But most of all, the squad feels it deserves official recognition as a token of respect. While some sports teams have explicitly expressed a disinterest in having the group cheer at their games, the squad maintains a close relationship with the football and basketball teams, whose events the squad attends consistently.
“We practice just as much without the same infrastructure and support and recognition that other people get,” Feldman-Piltch said. “I have a lot of respect for student athletes, and I honestly consider myself one….You’re literally cheering everyone else on all the time, but to not have anyone there cheering you on, or to feel like that, is really hard.”
In relationships between cheerleaders, trust is particularly important because when they execute stunts they depend on one another to stay safe, let alone perform the show.
“I swear, we’re telepathic or something,” Butler said. “We just read each other’s minds, especially within stunt groups. We all love each other, and we’re all very close, but you can see us even closer on the stunt group level because the four of you are all trying to make this extravagant show. When you throw a girl up in the air, you’re essentially making a show. This girl’s life is in all three of your hands, and she knows that our lives are in her hands because if she comes down the wrong way, she can hurt us.”
Stakes will be lower during basketball season, when the cheerleaders will cheer but not stunt, as stunting on a basketball court can be dangerous. In the spring, they will still meet, but practices will happen less frequently and focus on conditioning rather than stunting.
Still, they don’t plan to scale back the fight to be recognized as a team anytime soon.

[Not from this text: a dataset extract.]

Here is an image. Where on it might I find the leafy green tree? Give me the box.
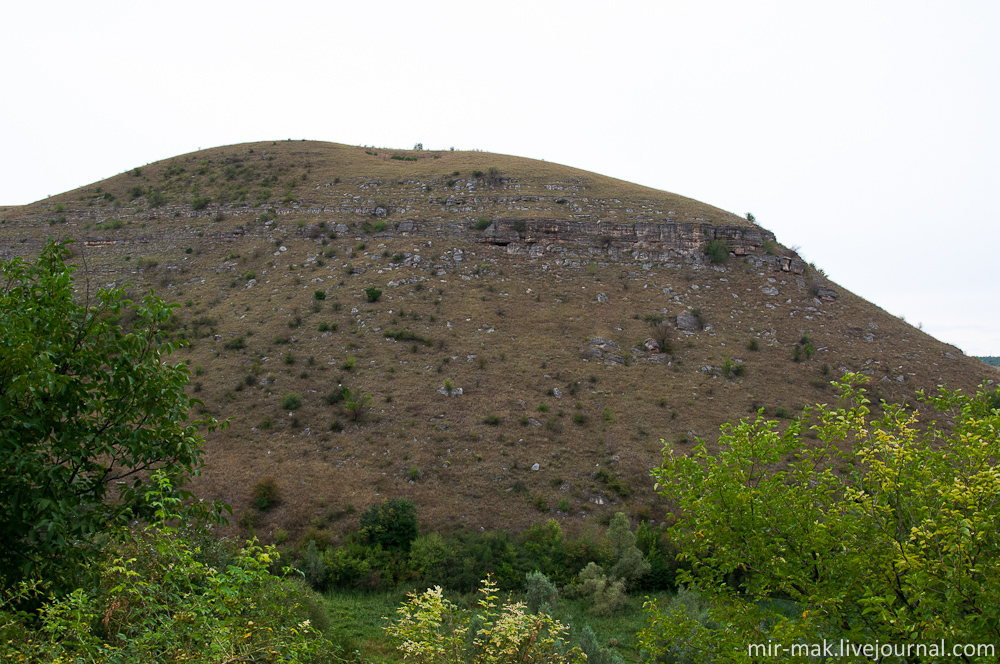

If anything, the squad will channel its surplus energy into appealing to the University as well as publicizing itself and its goals to the student body.
“Until everyone on this campus knows that cheerleading exists and that we rock and that we are not your stereotypical cheerleaders, I will not be happy,” Feldman-Piltch said.
Clarification: Justin LaSelva ’09, whose tweets were quoted at the beginning of this article, was not contacted for comment regarding his remarks.